Glencoe Science Level Blue
Motion, Forces, and Energy
In the movie Apollo 13, a crew of astronauts returning to Earth in a damaged craft seeks help from NASA flight engineers to make their oxygen system operate through the duration of their perilous mission. The team on the ground is challenged to make an oxygen filter from one system operate in a different systemto literally make a round peg fit into a square opening. The task facing the NASA team involved using a limited array of materials available to the astronauts on the space craft, such as duct tape and socks, to make the oxygen filter work. They relied on creativity, ingenuity, and teamwork to understand and successfully solve the problem.
Given the NASA team's situation as inspiration, how can a system be designed and constructed to keep a table-tennis ball in motion for a maximum amount of time using appropriate recycled materials available in the classroom?
Divide into teams and collect the following construction materials:
- 25 sheets of recycled, 8 ½ x 11 paper (collect non-confidential draft copies of paper from copy machines and printers, as appropriate)

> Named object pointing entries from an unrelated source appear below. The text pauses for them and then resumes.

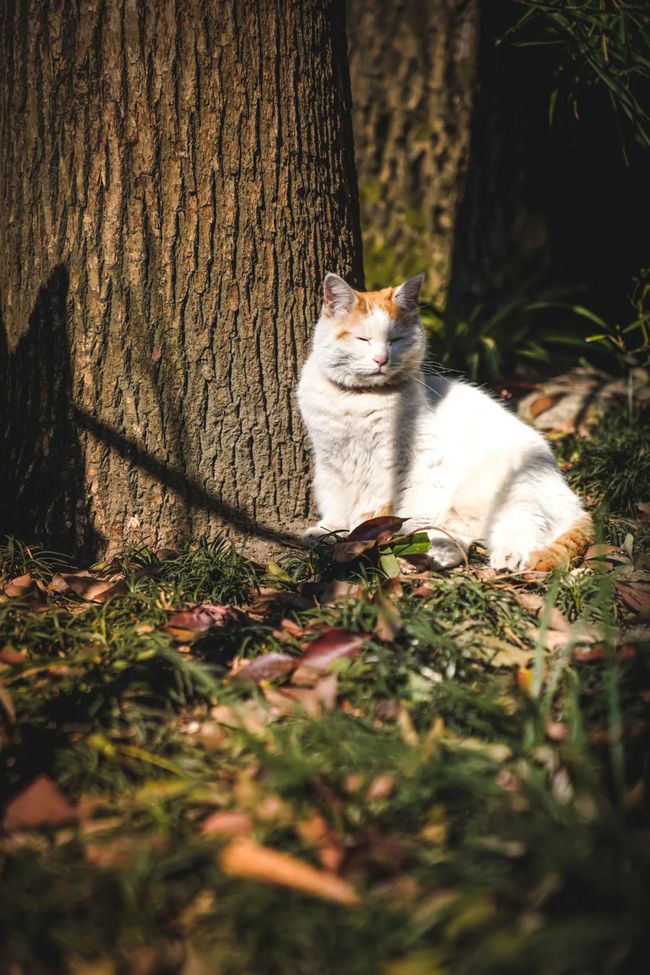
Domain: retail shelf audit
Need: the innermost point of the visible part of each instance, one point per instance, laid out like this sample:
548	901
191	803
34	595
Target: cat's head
366	339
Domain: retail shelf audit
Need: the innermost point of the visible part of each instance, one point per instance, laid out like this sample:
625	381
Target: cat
438	452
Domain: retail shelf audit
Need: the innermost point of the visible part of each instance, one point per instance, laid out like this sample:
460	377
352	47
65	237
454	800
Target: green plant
599	43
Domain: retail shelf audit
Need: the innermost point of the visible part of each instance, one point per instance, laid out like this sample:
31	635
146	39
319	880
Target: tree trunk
176	179
411	65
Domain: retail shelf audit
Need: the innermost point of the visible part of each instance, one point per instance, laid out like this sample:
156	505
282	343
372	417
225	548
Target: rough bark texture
411	65
175	179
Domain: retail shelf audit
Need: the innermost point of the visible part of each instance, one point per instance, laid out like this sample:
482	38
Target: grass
480	796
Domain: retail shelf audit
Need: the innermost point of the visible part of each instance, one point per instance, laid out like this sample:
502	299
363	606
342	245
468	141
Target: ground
216	767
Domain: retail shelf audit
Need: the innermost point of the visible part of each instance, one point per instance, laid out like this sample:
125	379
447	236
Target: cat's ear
337	295
406	296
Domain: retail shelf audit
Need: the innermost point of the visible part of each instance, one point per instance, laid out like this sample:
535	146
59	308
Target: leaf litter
328	735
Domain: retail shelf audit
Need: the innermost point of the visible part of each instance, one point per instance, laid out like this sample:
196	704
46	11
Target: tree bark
412	66
176	179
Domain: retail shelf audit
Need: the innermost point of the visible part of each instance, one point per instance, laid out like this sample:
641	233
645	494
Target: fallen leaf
192	623
636	596
315	830
389	619
599	652
332	645
28	590
246	858
381	786
91	588
7	704
267	666
644	509
347	551
20	586
331	592
380	530
530	601
315	699
227	822
10	656
40	804
250	716
542	404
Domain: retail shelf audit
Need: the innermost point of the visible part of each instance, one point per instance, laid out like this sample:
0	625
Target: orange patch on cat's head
365	303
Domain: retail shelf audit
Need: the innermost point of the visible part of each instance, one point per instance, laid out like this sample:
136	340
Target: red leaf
346	551
197	620
10	656
40	804
267	666
637	597
20	586
332	645
379	530
29	591
542	404
227	822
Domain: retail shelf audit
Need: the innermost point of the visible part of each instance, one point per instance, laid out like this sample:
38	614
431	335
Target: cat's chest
356	422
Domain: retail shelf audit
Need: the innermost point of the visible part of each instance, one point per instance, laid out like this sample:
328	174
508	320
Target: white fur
441	452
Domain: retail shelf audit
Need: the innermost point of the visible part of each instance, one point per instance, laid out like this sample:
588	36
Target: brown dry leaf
268	666
314	700
598	652
251	716
20	586
12	657
379	530
189	624
30	591
508	655
423	591
381	786
553	639
316	831
40	804
347	551
530	601
339	590
331	645
227	822
407	730
246	858
389	618
91	588
289	700
268	596
542	404
116	852
635	595
644	509
7	704
289	630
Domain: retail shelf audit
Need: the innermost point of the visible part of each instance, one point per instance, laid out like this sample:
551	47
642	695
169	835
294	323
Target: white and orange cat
388	439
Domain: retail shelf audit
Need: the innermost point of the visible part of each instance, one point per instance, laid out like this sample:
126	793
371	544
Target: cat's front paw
316	534
509	557
444	553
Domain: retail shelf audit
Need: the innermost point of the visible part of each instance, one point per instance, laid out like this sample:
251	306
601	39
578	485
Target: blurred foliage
601	44
537	325
485	798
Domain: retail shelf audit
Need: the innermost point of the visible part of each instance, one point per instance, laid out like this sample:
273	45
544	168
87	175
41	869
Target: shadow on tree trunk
42	468
44	495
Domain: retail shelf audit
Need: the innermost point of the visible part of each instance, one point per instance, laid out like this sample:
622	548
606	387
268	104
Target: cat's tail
566	547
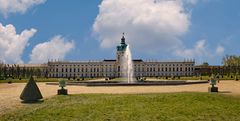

- 5 meters of masking or duct tape
- 1 table-tennis ball
- 1 poster board
Each team may use this set of materials (with no other materials from any other sources) to design and construct a system of tubes, turns, ramps, funnels, and troughs. These features will be created from the paper and tape and will be mounted to the poster board that will rest on a flat surface (such as a large table or the floor). The system should be designed so that a table-tennis ball rolled through it will move for the maximum amount of time.
As a team, make a diagram of the system you plan to create. The diagram should include the shapes of the features that will be mounted on the poster board. Consider the size of the poster board and the connections between the features in the design. The system must be contained within the space on the poster board.
Once the design is complete, each team will be given an equal amount of construction time. After modifications have been made, time trials will be run for each team's system. One student on each team will serve as the timekeeper and the other student will run the table-tennis ball through the system. Each team conducts three time trials. Collect the three trial times and calculate the average time. Record all information on the class data collection table.
Sample Class Data Collection Table
|Team||Trial 1 (s)||Trial 3 (s)||Trial 3 (s)|
|1|| || || |
|2|| || || |
|3|| || || |
|4|| || || |
After all teams have conducted their time trials, answer the following questions:
- After designing, producing, and testing my system, as well as observing other people's systems, what would I do differently if I repeated the process?
- Select a different team from your class. Based on your experience, what suggestions would you give that team in order to increase the amount of time that their table-tennis ball stayed in motion in their system?
1 class period to create a system design , 1 class period to build the system, test it, and make modifications to it, 1 class period to conduct time trials, collect data, and answer the questions.